Prop 2 could use an “and” before the limit.

We mostly take unconditional generation on CIFAR-10 as an example to demonstrate our observations.

Is this true? I don’t see this from the figures.

评论

We are shocked that this paper received UNANIMOUS REJECT Ratings from ICLR, given than it previously received (Five) UNANIMOUS ACCEPT Ratings from NeurIPS.

We briefly clarify a few points below:

  • For Reviewer fQGm: We consider our new perspective on diffusion models and theoretical insights as the main contribution of this paper, rather than a new SOTA. One take-home message for better sampling: Try to leverage the implicitly denoising trajectory with a fast convergence speed. Some successful distillation-based samplers have made initial attempts in a heuristic way, without being aware of this fact.
  • For Reviewer SvFU:
  1. Please provide the exact references instead of using a phrase “lack of novelty”.
  2. To understand the implicit denoising trajectory, we certainly need to discuss its differential equation and its theoretical relationship with the commonly used sampling trajectory.
  3. We have provided a theoretical guarantee (Theorem 1) and its proof (Appendix C.1) in our submission.
  • Reviewer dBDN:
  1. We follow the notations and derivations of two influential papers “Score-Based Generative Modeling Through Stochastic Differential Equations”, “Elucidating the Design Space of Diffusion-Based Generative Models”, and the textbook “High-Dimensional Probability” written by Roman Vershynin. Anyone familiar with diffusion models should feel comfortable with our mathematical expressions.
  2. The observation based on PCA aligns with our current results and does not alter our conclusion.
  • Reviewer C4jg:
  1. Your main concern has already been theoretically addressed in Section 7 and Appendix A.2 of our submission.

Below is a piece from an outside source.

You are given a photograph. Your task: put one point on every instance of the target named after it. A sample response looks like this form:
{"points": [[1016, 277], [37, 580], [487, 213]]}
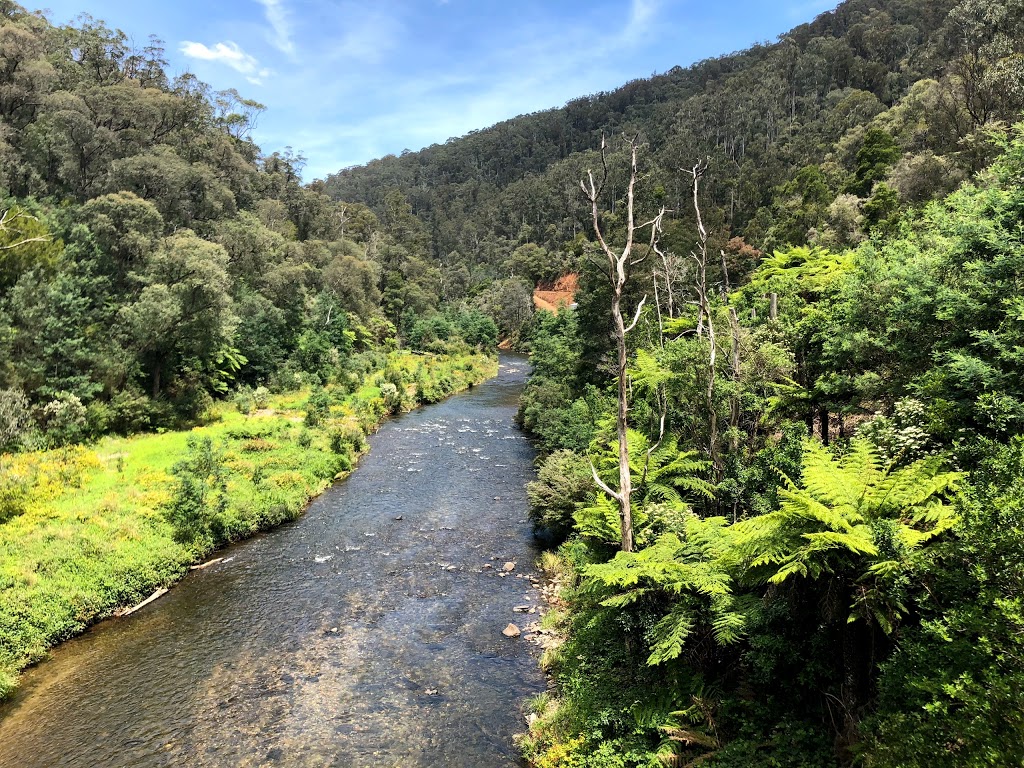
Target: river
{"points": [[367, 633]]}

  2. We aim to provide a geometric picture for an intuitive understanding of the diffusion sampling. To achieve this goal, we need to reveal the differential equations of two trajectories as well as their relationship (Section 4), provide a theoretical support for our observations (Sections 3 and 5), and explain how the actual sampling trajectory deviates from the optimum (Section 6).

  3. “the denoising trajectory will have (by construction) a roughly constant norm at each step”. However, your intuition is not true according to experiments.

  4. “I would advise the authors to rescale Fig 2b”. This has been provided in Figure 13 of our submission.

  5. “the output of a denoiser has better FID score than its input. This is trivially true”. Again, your intuition is not true in general case.

  6. Proposition 4 is a standard textbook result for least squares estimation (though our derivation differs from [Karras 2022]). Obviously, we do not consider Prop. 4 as our contribution but include it for better comparison with mean shift.

  7. If you had a good understanding of our paper or [Karras 2022], you would realize that our Section 6 is fundamentally different from their Section 5.

Overall, we appreciate the valuable part of reviews, but not those ridiculous comments. We decide to withdraw this submission without further response.